Logging

The Inngest SDK uses Pino-style object-first logging, where structured data is passed before the message string:

logger.info({ userId: "abc123" }, "Processing user event");

A logger is available on the function context as ctx.logger. It provides .info(), .warn(), .error(), and .debug() methods.

export default inngest.createFunction(
  {
    id: "process-upload",
    triggers: { event: "app/file.uploaded" },
  },
  async ({ event, step, logger }) => {
    logger.info({ fileId: event.data.fileId }, "Starting upload processing");

    const result = await step.run("process", () => {
      logger.debug({ fileId: event.data.fileId }, "Processing file");
      return processFile(event.data.fileId);
    });

    logger.info({ fileId: event.data.fileId, result }, "Upload processed");
    return result;
  }
);

Logger interface

Any object that implements these four methods can be used as a logger:

interface Logger {
  info(...args: any[]): void;
  warn(...args: any[]): void;
  error(...args: any[]): void;
  debug(...args: any[]): void;
}

Setting a logger

Pass a logger to the logger option on the Inngest client.

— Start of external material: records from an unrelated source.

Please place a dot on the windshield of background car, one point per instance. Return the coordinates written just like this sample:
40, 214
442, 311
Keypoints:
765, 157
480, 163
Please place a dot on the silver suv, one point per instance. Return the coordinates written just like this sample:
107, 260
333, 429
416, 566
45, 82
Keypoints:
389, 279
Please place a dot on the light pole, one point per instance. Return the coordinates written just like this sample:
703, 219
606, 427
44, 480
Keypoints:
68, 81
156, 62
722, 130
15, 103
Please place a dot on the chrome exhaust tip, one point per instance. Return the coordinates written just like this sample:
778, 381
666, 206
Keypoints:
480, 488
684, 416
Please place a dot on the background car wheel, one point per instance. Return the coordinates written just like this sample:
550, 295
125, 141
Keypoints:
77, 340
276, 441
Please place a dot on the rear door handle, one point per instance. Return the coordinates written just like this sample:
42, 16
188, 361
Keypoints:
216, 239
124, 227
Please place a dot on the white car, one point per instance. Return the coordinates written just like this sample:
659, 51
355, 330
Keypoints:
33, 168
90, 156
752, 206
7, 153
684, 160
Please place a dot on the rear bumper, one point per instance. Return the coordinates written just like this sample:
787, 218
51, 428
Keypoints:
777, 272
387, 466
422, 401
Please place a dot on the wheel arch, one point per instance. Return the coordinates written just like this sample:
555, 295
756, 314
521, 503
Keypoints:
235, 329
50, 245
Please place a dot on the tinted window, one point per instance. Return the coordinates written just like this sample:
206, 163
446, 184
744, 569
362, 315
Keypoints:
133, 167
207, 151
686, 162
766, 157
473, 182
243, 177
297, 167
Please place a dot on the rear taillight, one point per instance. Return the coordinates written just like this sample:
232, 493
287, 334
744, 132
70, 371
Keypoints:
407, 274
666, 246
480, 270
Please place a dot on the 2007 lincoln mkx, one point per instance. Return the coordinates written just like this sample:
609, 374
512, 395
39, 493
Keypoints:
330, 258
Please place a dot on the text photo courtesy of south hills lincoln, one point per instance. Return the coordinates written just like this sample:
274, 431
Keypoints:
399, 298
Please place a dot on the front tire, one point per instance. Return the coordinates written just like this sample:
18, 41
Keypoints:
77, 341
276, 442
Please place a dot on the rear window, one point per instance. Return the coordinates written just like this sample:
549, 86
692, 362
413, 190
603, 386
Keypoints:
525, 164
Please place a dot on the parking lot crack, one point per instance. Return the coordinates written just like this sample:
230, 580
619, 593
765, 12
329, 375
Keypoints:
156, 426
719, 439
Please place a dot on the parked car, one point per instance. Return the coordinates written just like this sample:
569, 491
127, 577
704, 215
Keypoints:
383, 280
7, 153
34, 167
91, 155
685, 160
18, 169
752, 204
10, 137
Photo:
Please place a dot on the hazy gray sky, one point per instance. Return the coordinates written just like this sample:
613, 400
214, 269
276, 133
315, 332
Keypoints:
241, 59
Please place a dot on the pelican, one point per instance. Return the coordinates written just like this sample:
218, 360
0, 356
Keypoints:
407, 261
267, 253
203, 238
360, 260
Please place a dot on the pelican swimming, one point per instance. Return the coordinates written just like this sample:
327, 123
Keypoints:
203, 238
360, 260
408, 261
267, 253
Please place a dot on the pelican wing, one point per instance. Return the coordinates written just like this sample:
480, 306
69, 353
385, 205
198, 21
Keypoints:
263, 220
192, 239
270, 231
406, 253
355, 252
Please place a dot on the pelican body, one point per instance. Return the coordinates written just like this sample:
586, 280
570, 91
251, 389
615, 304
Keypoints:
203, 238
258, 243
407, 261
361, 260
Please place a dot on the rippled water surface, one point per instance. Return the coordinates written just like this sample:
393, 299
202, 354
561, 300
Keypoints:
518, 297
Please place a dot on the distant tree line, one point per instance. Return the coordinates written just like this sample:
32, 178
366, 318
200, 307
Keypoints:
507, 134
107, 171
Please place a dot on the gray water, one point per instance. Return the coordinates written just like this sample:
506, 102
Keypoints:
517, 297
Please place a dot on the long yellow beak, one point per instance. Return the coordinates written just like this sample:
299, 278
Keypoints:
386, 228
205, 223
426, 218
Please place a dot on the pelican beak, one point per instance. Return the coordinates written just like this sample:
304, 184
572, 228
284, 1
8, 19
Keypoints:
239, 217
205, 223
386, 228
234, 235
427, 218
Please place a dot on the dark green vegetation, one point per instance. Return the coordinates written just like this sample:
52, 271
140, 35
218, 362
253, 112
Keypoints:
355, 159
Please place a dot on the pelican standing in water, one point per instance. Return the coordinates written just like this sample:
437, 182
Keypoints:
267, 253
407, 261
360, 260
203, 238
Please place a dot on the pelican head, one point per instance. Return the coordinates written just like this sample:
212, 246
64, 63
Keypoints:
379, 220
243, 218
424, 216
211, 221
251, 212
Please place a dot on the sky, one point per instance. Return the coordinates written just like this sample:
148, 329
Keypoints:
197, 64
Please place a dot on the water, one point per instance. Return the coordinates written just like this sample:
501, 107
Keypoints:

This logger will be available on ctx.logger in all functions.

import pino from "pino";
import { Inngest } from "inngest";

const logger = pino({ level: "debug" });

export const inngest = new Inngest({
  id: "my-app",
  logger: logger,
});

Object-first vs string-first loggers

The SDK expects object-first loggers (like Pino), where structured data comes before the message:

// Object-first (Pino style) - works out of the box
logger.info({ userId: "abc" }, "User created");

Some loggers like Winston use string-first conventions, where the message comes first:

// String-first (Winston style) - needs wrapping
logger.info("User created", { userId: "abc" });

For string-first loggers, use wrapStringFirstLogger to adapt them:

import { wrapStringFirstLogger } from "inngest";
import winston from "winston";

const winstonLogger = winston.createLogger({
  level: "info",
  format: winston.format.json(),
  transports: [new winston.transports.Console()],
});

const logger = wrapStringFirstLogger(winstonLogger);

Default logger

If no logger is set, the SDK uses a built-in ConsoleLogger that defaults to "info" level. You can customize the level:

import { ConsoleLogger, Inngest } from "inngest";

export const inngest = new Inngest({
  id: "my-app",
  logger: new ConsoleLogger({ level: "debug" }),
});

ConsoleLogger is intended for local development. For production, use a structured logger like Pino.

Internal logger

The SDK produces two categories of logs:

  • Function logs - your logs via ctx.logger inside Inngest functions
  • SDK internal logs - registration, request handling, middleware errors, etc.

By default, both use the same logger. Set internalLogger to route SDK internal logs separately:

import pino from "pino";
import { Inngest } from "inngest";

const logger = pino();

export const inngest = new Inngest({
  id: "my-app",
  logger: logger,
  internalLogger: logger.child({ component: "inngest-sdk" }),
});

This is useful for filtering or routing SDK internals to a different destination without affecting your function logs.

import pino from "pino";
import { Inngest } from "inngest";

const appLogger = pino({ level: "info" });
const sdkLogger = pino({ level: "warn" });

export const inngest = new Inngest({
  id: "my-app",
  logger: appLogger,
  internalLogger: sdkLogger,
});

If internalLogger is not set, it falls back to logger.